Hoeveel mensen hebben mijn site bekeken?

donderdag 31 oktober 2013

De tweede pech.

En inmiddels brak de dageraad weer aan, net als gisteren, elke dag wordt hernieuwd door de glans die zij geeft, elke dag lijkt daardoor anders, is daardoor anders; voor mij kale bomen in zachte nevel gehuld, erboven nog een maanschil, alleen een maanschil, want de sterren verbleekten reeds.

Het was bar, gisteren, toen ik vertrok, want een dikke mist lag over de route en boven mij zag ik slechts de maan, een iets dikkere schil dan nu, terwijl de pracht van de sterren mij toen door de mist werden onthouden; en zo kachelde ik de donkere morgen door, over de gemiddeld achthonderd meter hoge weg waarvan ik alleen de strepen zag en niets van de omgeving meer waarnam.
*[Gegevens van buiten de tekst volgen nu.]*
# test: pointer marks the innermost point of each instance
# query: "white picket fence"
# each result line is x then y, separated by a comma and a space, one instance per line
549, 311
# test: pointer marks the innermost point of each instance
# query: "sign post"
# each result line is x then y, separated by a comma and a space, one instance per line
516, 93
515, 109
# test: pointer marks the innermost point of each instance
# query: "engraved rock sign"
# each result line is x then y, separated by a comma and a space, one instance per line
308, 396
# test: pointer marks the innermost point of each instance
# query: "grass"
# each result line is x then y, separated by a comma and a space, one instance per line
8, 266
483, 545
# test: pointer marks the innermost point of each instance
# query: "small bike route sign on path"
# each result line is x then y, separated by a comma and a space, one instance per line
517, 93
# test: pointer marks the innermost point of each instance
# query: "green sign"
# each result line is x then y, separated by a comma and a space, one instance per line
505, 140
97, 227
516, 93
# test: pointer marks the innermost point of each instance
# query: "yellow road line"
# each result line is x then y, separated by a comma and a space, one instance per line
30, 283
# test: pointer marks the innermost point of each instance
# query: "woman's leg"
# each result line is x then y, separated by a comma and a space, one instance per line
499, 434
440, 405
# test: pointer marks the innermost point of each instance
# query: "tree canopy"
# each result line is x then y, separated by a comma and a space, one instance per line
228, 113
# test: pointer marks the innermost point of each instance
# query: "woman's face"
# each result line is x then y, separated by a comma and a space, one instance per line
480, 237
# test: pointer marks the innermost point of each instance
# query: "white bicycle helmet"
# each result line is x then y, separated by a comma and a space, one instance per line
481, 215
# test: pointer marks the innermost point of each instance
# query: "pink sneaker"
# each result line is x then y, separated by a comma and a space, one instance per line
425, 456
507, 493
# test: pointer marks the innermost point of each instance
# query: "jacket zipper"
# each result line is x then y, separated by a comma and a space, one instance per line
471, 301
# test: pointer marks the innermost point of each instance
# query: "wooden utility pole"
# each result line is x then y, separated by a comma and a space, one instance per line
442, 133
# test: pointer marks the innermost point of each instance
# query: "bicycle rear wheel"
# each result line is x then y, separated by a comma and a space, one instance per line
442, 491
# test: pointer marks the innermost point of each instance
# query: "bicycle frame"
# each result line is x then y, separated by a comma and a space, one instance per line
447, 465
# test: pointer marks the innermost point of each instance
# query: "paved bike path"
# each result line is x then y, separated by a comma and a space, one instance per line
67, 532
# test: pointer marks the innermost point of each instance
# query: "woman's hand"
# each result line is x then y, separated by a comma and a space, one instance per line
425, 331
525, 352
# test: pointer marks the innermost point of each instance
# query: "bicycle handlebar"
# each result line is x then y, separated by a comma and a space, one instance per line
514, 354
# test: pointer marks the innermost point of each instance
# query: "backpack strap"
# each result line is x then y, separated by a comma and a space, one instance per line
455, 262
Zo hier en daar een lange en hoge brug, dat maakte ik uit de borden op, en verder nauwelijks verkeer en zo passeerde ik Tulle, sloeg af naar het zuiden en nog steeds in nachtelijke omstandigheden daasde ik door de mist verder hoewel er wel iets meer verkeer op de weg kwam.

Brive voorbij, en vervolgens naar Cahors, onderweg, eindelijk, brak de dag door. Nee, niet dat ik daar veel aan had, hoor, want de mist bleef, hardnekkige mist die pas ophield toen ik afdaalde naar Cahors en aldaar de Lot overstak. Echter voor even, want toen ik de weg naar Villeneuve op ging, was de mist nog grimmiger; van Villeseque zag ik nauwelijks iets, het was bar en boos op de d 656, en pas na Tournon-d' Agenais werd het beter, ja, meer nog, brak plots de zon door; opeens bleek ik in een staartje van de zomer beland, reed langs tuinen met palmen en bananenbomen, snorde door Villeneuve sur Lot en rond tienen kwam ik aan aan de andere kant van dat stadje, in Sainte Livrade sur Lot, waar men echter niets besteld leek te hebben, maar na een half uurtje wikken en wegen ging er toch bij iemand een "lampje" branden; we gingen toch maar lossen.

Van daaruit was het niet erg ver naar het eerste laadadres dat zich aan de noordkant van de Garonne bevond, net voorbij de aardbeienstad Marmande, ja, net voorbij La Réole, te Gironde sur Dropt waar ik zes paletten zou laden, hetgeen geschiedde, ware het niet dat de derde pallet bij het inrijden in de oplegger omviel, hetgeen enige ravage veroorzaakte en het laden daardoor wat langer duurde.

Rond een uur of drie vertrok ik, met opgeruimde lading, op weg naar het volgende adres, door enorme wijngaarden, geschikt voor niet al te beste wijn, wijngaarden gekleurd in bruine en rode herfsttooi, daarboven een paar witte wolken, maar bovenal een aangename zon en het was lang geleden; Libourne, Le Chalais, de d-674, Angoulême en toen de N-10 op, niet ver, tot Manslé waar ik afsloeg, want niet ver daar vandaan, westelijk, lag Aigre alwaar ik een volgens adres had en waar ik net na de schemer, in het donker, aankwam.

Daar bleek ik niet meer te kunnen laden, maar ook niet meer te rijden. Niet alleen was de rijtijd op, maar ook bleek er onder de cabine iets als een getergde ratelslang te sissen en kreeg ik de oude brik niet meer in enige versnelling en opeens flikkerden allerlei rode en oranje lampen.

Na enig bellen en wachten stond de DAF-service bij me, voerde de juiste reparatie uit zodat de oude trouwe Daf zijn dienst dit jaar afmaken kan; daarna eten in het pittoreske dorpje in een smal straatje; het was fris geworden, wel onder de vijf graden, maar gelukkig leek het niet te gaan misten, niet te gaan misten zoals gisteren.

Kom, ik ga maar eens verder, want achter mij hoor ik de laadmeester roepen; de lading gaat er zo in en het wordt afzien vandaag; nog ééntje laden nabij La Rochelle en dan het land nog uit. Anders sta ik morgen') een hele dag stil.

Aldus schreef ome Willem.
') Morgen; 1 november, franse feestdag.